President Biden on Friday said the situation on the border between Belarus and Poland is of "great concern" -- as a growing number of migrants is leading to increased tensions in the region, and accusations that Belarus and Moscow are manufacturing a crisis.
"I think it’s of great concern," Biden told reporters. "We’ve communicated our concern to Russia, we’ve communicated our concern to Belarus. We think it’s a problem."
EU FACES DOWN FRESH CRISIS AT ITS BORDERS, AS OFFICIALS ACCUSE BELARUS OF WEAPONIZING MIGRANT SURGE
Biden spoke amid a rapidly escalating crisis in Europe, where thousands of migrants from the Middle East have gathered at the border between Poland and Belarus. Polish and European Union officials have accused Minsk of funneling migrants to the border to create a crisis in response to sanctions against Belarus President Alexander Lukashenko for his crackdown against dissent and an allegedly stolen 2020 election.
Poland has sent troops to its border and declared a state of emergency. Camps have set up at the border, along with the borders of Latvia and Lithuania, amid reports that there are tens of thousands more migrants on their way.
The New York Times reports that Belarus not only loosened visa rules for travel from Iraq, from where a significant number of the migrants have arrived, but also increased state-owned airline flights and have even given migrants directions, wire cutters and axes to get through border fencing.
European Commission President Ursula von der Leyen met with President Biden at the White House this week and described a "hybrid attack" and a "cynical geopolitical powerplay."
"This is not a bilateral issue of Poland, Latvia, Lithuania and Belarus," von der Leyen told reporters. "This is a challenge to the whole of the European Union. And this is not a migration crisis. This is the attempt of an authoritarian regime to try to destabilize its democratic neighbors. This will not succeed."
BELARUS MARKS YEAR SINCE DISPUTED ELECTIONS UNDER LUKASHENKO, ‘EUROPE’S LAST DICTATOR'
Meanwhile, experts have suspected coordination from Moscow as part of a strategy to increase tensions in the region and distract from Russian activities near Ukraine. Russian President Vladimir Putin’s government has sent nuclear-capable strategic bombers on training missions over Belarus on Thursday in a show of support.
"These are manufactured events through strategic manipulation over a long period of time to create the conditions in which opportunities to make it even more unstable arise," Michael Ryan, former Deputy Assistant Secretary of Defense for European and NATO Policy, told Fox News this week. "And some of the tools have proven to be very effective because they do create such an emotional response in Europe — migration being one of them."

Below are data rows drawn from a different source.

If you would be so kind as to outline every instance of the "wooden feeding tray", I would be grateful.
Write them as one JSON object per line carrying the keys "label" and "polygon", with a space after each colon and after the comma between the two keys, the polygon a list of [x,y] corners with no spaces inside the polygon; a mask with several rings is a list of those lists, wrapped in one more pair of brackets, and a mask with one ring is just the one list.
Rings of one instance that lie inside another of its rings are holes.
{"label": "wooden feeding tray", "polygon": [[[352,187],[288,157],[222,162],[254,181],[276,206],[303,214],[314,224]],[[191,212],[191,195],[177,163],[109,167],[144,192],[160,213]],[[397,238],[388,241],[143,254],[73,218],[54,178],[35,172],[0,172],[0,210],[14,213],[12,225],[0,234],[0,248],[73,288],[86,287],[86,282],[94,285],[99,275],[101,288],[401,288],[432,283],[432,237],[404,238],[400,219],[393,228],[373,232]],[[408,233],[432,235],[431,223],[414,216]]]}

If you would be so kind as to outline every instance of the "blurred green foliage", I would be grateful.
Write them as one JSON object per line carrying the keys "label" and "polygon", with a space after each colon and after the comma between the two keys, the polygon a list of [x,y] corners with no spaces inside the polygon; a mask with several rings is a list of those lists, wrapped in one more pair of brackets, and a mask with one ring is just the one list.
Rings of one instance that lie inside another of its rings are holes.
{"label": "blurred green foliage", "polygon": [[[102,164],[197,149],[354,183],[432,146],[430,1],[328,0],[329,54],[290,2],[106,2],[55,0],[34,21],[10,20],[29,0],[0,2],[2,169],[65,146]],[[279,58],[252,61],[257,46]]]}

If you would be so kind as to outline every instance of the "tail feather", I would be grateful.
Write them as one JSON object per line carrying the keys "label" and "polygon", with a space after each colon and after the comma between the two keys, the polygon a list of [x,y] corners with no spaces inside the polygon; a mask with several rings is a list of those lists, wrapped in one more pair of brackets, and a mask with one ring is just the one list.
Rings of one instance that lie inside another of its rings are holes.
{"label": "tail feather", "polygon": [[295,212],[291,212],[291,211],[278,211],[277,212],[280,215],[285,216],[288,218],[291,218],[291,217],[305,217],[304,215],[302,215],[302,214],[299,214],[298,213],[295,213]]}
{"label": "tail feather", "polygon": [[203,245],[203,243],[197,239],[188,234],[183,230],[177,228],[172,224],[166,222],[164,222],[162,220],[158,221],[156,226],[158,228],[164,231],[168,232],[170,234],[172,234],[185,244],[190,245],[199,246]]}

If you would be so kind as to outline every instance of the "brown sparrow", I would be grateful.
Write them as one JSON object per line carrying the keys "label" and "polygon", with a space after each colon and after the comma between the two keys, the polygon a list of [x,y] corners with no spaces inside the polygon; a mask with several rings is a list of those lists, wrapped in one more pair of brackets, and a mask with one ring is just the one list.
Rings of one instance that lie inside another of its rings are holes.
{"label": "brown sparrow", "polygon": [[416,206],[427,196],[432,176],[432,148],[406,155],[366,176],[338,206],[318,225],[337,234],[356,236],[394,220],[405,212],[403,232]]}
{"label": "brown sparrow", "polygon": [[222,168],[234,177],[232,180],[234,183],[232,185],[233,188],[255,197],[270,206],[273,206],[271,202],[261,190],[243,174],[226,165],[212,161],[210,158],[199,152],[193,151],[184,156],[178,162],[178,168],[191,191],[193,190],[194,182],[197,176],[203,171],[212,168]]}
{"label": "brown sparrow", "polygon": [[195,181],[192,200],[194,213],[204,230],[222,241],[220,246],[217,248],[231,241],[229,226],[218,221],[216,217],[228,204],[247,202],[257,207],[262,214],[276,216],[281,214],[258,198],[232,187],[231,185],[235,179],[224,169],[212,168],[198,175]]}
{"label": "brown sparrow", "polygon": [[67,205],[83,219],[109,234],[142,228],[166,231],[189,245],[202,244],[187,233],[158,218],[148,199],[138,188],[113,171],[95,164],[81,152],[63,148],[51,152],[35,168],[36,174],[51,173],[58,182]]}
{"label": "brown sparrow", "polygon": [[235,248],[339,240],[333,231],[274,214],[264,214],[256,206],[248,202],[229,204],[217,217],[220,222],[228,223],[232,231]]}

Putin has specifically denied Russian involvement in the crisis at the Belarus-Poland border.
"I want everyone to know that we have nothing to do with it. Everyone is trying to impose any responsibility on us for any reason and for no reason at all," Putin said in excerpts released Saturday of an interview with state television.
CLICK HERE TO GET THE FOX NEWS APP
Migration has been a sensitive topic in Europe since the 2015 Syrian migrant crisis, which saw masses of migrants flood into Europe -- creating political upheavals in a number of countries. So far, however, the crisis only appears to be uniting European leaders rather than dividing them, with E.U. officials visited Warsaw this week to express solidarity with Poland.
Meanwhile The Associated Press reported that Turkey has stopped selling airline tickets to Syrian, Iraqi and Yemeni nationals trying to get to Belarus after EU officials have pressured airlines to stop facilitating the travel.